Remove all your old code, IE: your diku code, your research code, etc. If you like a VERY specific implementation of an approach to a problem, printout the very NARROW scope out prior to deleting all the old code. There's nothing wrong with having research around for specific problems - just don't have whole chuncks of code for temptations sake.
Once you get a portion/problem coded, reread it and see if there is a better way to accomplish the goal. While I haven't done this near as much as I would have wanted myself, when I did do it, I usually learned a better way.
|01-10-2007, 05:22 AM||#9|
Join Date: May 2005
I will avoid to look at other MUD source codes if I don't have to do some kind of bugfix/setup of a MUD. I'll probably try playing a lot of MUDs though to get ideas of what is currently popular.
However I found a book about making MUDs that I'll probably study to see how to code things well. The book is called "Mud Game Programming"() and so far it looks quite nice.

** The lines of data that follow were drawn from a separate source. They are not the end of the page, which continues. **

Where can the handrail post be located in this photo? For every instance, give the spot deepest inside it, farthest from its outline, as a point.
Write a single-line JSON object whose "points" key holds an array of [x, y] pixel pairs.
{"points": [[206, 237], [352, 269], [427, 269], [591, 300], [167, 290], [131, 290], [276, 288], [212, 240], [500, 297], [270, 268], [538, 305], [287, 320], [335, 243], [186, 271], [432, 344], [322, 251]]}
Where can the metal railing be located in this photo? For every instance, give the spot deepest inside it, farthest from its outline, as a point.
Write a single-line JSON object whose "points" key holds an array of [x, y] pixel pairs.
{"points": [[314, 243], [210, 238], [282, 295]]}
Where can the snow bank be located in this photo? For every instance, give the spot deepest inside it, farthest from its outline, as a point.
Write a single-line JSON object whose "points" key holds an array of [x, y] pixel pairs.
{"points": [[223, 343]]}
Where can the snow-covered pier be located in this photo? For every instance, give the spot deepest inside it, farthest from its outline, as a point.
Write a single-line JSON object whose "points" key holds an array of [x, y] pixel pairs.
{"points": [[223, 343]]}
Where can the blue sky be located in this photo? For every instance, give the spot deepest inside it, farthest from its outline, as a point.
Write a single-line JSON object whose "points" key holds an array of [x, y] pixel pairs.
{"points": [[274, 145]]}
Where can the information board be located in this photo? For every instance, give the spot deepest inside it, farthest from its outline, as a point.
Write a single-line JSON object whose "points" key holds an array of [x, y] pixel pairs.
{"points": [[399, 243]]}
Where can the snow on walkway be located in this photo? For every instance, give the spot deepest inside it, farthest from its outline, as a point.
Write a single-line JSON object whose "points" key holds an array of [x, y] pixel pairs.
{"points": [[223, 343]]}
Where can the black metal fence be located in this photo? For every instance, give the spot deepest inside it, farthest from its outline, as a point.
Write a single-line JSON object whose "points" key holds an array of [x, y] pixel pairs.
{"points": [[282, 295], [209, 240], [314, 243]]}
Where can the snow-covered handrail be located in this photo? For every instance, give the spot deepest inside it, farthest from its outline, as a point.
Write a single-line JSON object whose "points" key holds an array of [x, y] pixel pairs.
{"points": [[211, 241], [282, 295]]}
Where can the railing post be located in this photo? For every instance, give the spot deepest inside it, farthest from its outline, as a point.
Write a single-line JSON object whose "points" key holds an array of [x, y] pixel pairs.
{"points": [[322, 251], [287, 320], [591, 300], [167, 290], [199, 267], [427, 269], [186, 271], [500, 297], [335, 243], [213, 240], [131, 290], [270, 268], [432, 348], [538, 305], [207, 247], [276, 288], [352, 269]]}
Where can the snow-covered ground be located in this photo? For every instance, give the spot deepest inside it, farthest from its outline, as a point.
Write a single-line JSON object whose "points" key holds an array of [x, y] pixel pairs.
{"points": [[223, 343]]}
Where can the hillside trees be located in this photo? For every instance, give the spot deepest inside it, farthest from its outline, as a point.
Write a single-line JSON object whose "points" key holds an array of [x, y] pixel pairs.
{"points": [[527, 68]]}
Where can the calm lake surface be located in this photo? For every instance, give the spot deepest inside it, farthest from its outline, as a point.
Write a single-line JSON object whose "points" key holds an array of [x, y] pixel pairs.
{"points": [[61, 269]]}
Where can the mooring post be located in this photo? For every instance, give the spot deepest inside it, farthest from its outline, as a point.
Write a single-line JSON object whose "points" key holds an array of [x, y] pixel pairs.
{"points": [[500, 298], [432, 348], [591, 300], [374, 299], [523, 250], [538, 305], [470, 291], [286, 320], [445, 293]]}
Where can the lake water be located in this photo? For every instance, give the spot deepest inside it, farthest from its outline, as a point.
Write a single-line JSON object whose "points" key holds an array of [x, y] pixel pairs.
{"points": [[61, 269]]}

It has for example a decent tutorial on socket programming which together with Beej's guide should cover most network things needed for a MUD.
|01-10-2007, 06:06 AM||#10|
Join Date: Apr 2002
Home MUD: God Wars II
An approach I found effective was to "start small". I'd wanted to create a mud from scratch for a while, but could never decide how to start - there was just so much to take into consideration. Then Erwin announced his 16K mud competition, so I created a tiny mud for that. After the competition I expanded my codebase to test out various ideas I'd been playing with, turning it into a sort of prototype for my current mud.
Although I restarted again with God Wars II (for design reasons), I was able to quite happily and legitimately pillage my first scratch-written codebase for bits of code. I reused what worked and learned from what didn't, and was able to get a basic game together fairly quickly, with enough in place for some basic play-testing within a year.
|01-10-2007, 01:09 PM||#11|
Join Date: Mar 2006
I have the MUD Programming book. It's good stuff. Where can I find Beej's guide?